Add example of robustness to missingness.

tillahoffmann · tillahoffmann · commit d14334d64710 · 2025-08-14T16:09:53.000-04:00
diff --git a/README.md b/README.md
@@ -20,6 +20,10 @@ The transformer was prompted with five lo-fi tracks and the auto-regressive natu
 
 The model was prompted with five early hiphop tracks in chronological order to generate a [playlist](https://open.spotify.com/playlist/1IdCdLCd1YjNj3TOLu1ava?si=5dee3252f75e4589), which the model completes with tracks from the 90s and early 2000s. Artists include members of N.W.A and their artistic network.
 
+### Robustness to Missingness
+
+The model was prompted with five tracks and then prompted again but with two of the five tracks masked out as out-of-vocabulary tracks, represented by an `<UNK>` token.

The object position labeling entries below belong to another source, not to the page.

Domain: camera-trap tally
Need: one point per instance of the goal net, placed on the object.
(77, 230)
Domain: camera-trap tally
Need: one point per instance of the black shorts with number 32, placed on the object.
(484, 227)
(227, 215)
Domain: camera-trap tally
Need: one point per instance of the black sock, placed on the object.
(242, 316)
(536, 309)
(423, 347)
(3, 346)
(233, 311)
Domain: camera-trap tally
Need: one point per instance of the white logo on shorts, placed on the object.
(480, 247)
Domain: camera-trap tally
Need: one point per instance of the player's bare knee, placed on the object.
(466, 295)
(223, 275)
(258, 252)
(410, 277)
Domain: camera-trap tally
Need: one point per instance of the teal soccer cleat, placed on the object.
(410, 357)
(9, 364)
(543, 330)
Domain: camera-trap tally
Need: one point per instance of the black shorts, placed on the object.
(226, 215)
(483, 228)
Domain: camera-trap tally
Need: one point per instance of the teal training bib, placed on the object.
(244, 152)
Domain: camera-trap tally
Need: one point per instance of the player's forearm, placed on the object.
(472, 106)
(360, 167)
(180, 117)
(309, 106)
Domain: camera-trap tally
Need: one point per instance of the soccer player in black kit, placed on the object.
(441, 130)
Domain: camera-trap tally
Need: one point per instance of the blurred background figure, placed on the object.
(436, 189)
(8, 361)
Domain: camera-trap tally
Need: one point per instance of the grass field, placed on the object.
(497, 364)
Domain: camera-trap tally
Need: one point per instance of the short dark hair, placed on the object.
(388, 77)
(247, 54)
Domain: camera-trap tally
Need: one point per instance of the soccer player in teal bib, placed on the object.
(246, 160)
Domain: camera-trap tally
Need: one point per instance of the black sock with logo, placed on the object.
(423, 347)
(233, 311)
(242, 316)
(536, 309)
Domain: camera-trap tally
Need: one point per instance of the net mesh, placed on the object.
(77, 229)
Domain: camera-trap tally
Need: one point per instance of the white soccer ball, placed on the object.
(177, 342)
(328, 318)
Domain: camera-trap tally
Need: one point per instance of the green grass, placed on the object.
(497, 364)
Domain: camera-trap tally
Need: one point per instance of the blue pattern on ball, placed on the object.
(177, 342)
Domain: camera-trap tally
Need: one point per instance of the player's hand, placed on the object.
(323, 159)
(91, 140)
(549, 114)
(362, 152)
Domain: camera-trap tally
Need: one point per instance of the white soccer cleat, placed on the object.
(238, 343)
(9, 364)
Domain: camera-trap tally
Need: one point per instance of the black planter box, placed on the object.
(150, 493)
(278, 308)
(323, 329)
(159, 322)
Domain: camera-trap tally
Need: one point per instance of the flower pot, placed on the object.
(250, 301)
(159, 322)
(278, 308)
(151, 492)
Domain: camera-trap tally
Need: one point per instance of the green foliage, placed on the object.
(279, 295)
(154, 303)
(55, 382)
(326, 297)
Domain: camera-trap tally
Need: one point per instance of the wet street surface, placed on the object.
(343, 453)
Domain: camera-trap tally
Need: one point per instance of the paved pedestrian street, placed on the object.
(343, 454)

Despite 40% of the context being missing, 11 of the 14 generated tracks are shared among the [original playlist](https://open.spotify.com/playlist/6t1kaI6wXbqc7DTBkmRrr5) and the [masked playlist](https://open.spotify.com/playlist/6uHQTiUO2mQveh9SItRPO1)—although in a different order. Masked tracks are represented by John Cage's [4'33](https://open.spotify.com/track/2bNCdW4rLnCTzgqUXTTDO1).
+
 ## 🏗️ Architecture
 
 The model is a 6-layer causal transformer with 8 heads, 128 embedding dimensions, pre-layer norm, and 0.1 dropout during training. The feed-forward network of each transformer block is a two-layer dense network with ReLU activations and hidden dimension of 256. The model uses weight-tying, i.e., the output head is identical to the token embeddings. We use token-based positional encodings (as opposed to Fourier-style positional encodings) with a maximum context length of 50 tracks.